2.7. Analysis of Immune Cell Infiltration

The CIBERSORT algorithm was applied to determine the relative proportions of immune cell types in each sample [33]. The analysis was performed using the CIBERSORT and parallel packages, along with e1071 and preprocessCore in R. To accentuate the disparities in immune infiltration between AD and control samples, we used violin plots generated with the ggplot2 package. A significance level of P<0.05 was employed as the threshold for statistical significance.

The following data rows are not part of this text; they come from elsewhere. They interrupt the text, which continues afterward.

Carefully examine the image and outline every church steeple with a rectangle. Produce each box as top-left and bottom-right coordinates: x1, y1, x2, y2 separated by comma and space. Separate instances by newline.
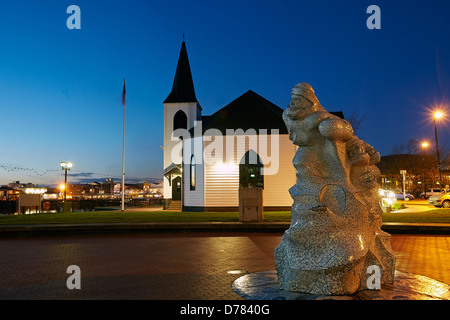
164, 37, 198, 103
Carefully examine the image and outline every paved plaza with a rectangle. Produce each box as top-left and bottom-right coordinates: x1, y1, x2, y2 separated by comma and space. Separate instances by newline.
0, 233, 450, 300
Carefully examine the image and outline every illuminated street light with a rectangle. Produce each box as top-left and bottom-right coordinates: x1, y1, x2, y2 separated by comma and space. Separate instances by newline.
60, 161, 73, 202
421, 141, 428, 199
433, 111, 444, 190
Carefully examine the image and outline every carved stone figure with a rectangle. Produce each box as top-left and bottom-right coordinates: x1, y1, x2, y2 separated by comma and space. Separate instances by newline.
275, 83, 395, 295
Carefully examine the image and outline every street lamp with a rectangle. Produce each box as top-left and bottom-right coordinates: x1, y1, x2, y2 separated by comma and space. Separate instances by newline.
421, 141, 428, 198
433, 111, 444, 190
60, 161, 73, 202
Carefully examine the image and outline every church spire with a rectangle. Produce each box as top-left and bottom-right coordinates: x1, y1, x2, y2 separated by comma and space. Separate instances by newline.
164, 40, 198, 103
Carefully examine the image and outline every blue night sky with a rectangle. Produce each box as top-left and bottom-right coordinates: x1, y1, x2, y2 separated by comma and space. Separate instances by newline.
0, 0, 450, 185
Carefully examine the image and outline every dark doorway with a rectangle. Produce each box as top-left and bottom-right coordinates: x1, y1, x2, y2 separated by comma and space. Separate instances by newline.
172, 176, 181, 200
239, 150, 264, 189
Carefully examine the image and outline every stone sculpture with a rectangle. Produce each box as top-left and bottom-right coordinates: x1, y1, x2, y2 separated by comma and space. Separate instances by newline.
275, 83, 395, 295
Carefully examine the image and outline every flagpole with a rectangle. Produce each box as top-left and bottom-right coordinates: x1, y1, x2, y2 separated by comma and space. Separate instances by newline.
122, 79, 125, 212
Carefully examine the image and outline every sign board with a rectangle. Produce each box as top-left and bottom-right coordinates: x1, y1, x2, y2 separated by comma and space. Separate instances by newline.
19, 193, 41, 214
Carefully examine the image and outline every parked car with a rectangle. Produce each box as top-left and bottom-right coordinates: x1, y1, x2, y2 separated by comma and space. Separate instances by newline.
428, 192, 450, 208
420, 188, 450, 199
395, 192, 414, 201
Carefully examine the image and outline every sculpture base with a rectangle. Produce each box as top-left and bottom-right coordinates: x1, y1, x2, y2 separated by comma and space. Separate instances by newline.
232, 270, 450, 300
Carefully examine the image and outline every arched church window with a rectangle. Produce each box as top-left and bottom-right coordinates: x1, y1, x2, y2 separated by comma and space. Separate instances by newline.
173, 110, 187, 130
239, 150, 264, 189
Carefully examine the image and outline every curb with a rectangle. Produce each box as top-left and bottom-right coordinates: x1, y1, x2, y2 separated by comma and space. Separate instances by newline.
0, 222, 450, 238
0, 222, 290, 238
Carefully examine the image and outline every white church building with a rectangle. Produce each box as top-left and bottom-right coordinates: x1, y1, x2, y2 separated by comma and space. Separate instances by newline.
164, 41, 342, 211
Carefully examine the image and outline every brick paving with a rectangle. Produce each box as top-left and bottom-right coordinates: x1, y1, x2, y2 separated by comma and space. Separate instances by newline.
0, 233, 450, 300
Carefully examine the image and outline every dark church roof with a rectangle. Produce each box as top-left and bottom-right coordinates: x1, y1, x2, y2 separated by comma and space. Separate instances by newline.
164, 41, 198, 103
202, 90, 288, 134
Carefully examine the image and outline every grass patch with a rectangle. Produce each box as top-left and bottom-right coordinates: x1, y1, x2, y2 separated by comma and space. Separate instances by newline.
0, 211, 291, 225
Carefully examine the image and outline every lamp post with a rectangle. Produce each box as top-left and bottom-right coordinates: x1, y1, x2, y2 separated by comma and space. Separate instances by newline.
421, 141, 428, 198
433, 111, 444, 190
60, 161, 73, 202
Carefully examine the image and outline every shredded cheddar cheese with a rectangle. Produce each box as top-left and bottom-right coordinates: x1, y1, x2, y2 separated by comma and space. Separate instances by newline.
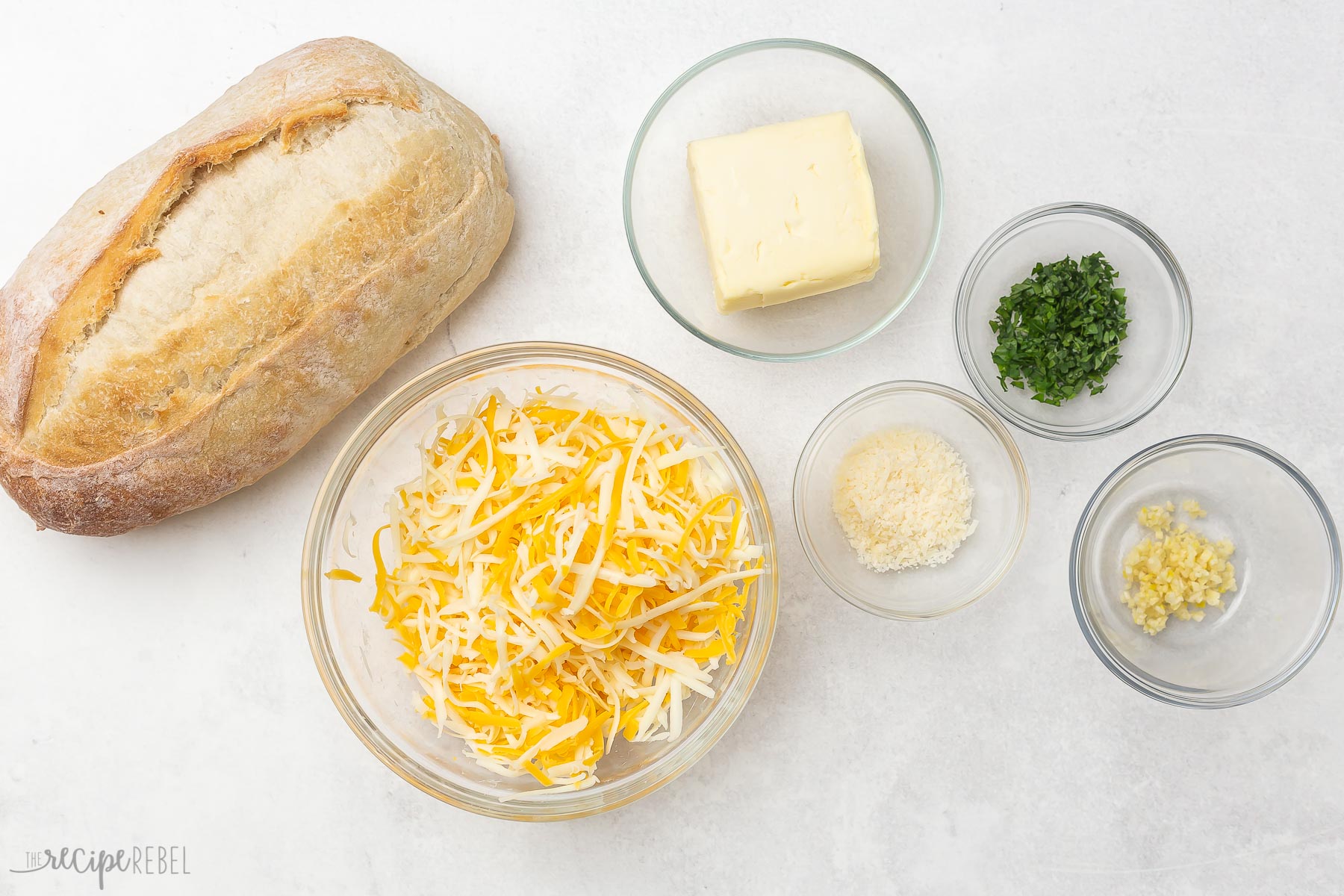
371, 391, 762, 790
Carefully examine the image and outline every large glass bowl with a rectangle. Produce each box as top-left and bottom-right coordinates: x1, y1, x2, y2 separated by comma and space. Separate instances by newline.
793, 380, 1031, 619
956, 203, 1193, 441
1068, 435, 1340, 708
302, 343, 778, 821
622, 39, 942, 361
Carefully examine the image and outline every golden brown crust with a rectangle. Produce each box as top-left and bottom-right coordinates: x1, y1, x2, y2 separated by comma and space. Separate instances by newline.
0, 39, 512, 535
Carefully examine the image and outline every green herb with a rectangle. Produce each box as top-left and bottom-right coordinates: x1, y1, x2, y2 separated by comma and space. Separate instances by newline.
989, 252, 1129, 405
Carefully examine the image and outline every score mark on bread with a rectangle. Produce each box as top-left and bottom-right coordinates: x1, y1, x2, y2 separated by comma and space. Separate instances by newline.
0, 37, 514, 535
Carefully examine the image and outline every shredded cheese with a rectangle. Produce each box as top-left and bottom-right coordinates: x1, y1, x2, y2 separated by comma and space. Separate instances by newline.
371, 391, 763, 790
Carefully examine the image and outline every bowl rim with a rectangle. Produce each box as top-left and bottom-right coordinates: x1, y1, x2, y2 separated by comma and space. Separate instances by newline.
953, 202, 1195, 442
621, 37, 944, 361
299, 341, 780, 821
793, 380, 1031, 622
1068, 432, 1344, 709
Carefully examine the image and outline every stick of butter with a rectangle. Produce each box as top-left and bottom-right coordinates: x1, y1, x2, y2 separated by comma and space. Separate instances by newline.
685, 111, 879, 314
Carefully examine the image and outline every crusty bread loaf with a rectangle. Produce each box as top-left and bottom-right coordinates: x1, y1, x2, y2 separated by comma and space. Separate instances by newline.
0, 37, 514, 535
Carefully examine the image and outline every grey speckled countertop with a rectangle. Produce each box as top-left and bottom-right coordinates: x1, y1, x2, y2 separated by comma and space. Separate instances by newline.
0, 0, 1344, 895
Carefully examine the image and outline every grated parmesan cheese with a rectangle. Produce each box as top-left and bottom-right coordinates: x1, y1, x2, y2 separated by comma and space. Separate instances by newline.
832, 429, 976, 572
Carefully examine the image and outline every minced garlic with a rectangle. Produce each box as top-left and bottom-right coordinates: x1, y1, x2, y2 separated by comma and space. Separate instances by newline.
832, 429, 976, 572
1121, 501, 1236, 634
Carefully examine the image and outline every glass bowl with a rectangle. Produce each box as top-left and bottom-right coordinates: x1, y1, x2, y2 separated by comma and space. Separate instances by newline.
302, 343, 778, 821
1068, 435, 1340, 708
793, 380, 1031, 619
956, 203, 1193, 441
622, 39, 942, 361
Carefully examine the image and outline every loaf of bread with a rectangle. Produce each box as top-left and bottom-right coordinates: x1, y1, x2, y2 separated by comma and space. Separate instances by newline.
0, 37, 514, 535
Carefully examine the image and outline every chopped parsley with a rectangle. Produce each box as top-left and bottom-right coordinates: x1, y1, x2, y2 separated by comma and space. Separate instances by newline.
989, 252, 1129, 405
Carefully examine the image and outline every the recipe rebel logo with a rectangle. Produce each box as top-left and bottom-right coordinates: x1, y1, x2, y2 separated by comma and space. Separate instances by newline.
10, 845, 191, 889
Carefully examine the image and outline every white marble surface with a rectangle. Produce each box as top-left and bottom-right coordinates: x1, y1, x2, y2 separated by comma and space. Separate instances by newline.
0, 0, 1344, 893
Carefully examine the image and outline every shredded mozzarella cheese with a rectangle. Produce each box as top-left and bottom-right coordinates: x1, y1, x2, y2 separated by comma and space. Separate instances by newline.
371, 391, 762, 790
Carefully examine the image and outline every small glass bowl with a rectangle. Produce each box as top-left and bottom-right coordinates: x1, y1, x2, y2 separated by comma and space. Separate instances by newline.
622, 39, 942, 361
956, 203, 1193, 441
1068, 435, 1340, 708
793, 380, 1031, 619
294, 343, 780, 821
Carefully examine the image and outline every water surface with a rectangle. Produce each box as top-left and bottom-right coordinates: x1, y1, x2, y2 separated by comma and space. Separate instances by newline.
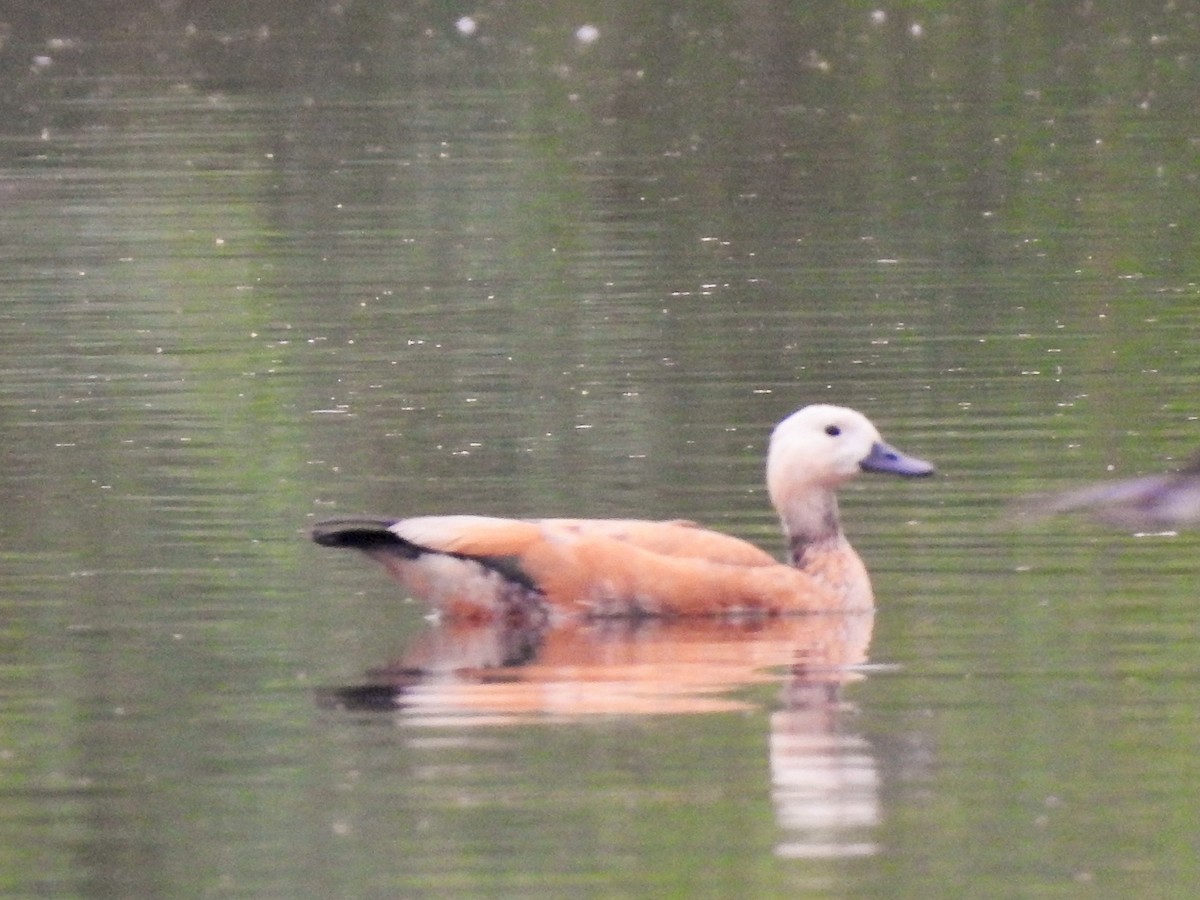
0, 4, 1200, 896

2.8. Correlation Analysis between Immune Cell Subsets and Critical Biomarkers of MRGs

We conducted Spearman correlation analysis using R packages ggstatsplot to assess the correlation between critical diagnostic biomarkers of AD and immune cell subsets. The R packages ggsci, ggplot2, and tidyverse were utilized to visualize the results. We used a cut-off value of P<0.05.

2.9. Construction of miRNA-MRGs-transcription Factor (TF) Interaction Network

TFs and microRNAs (miRNAs) individually or in concert control gene interaction networks. TFs are a type of protein that regulates mRNA transcription by binding to specific DNA sequences. Additionally, miRNAs are short, non-coding RNAs, approximately 22 nucleotides in length, that inhibit translation and promote mRNA degradation by binding to target mRNAs. The TF-MRGs and MRGs-miRNA interaction data were obtained from JASPAR and miRTarBase, respectively. NetworkAnalyst 3.0 (https://www.networkanalyst.ca/) was used to analyze and generate the TF-MRGs-miRNA interaction network. The results were visualized using Cytoscape software to establish the gene interaction network.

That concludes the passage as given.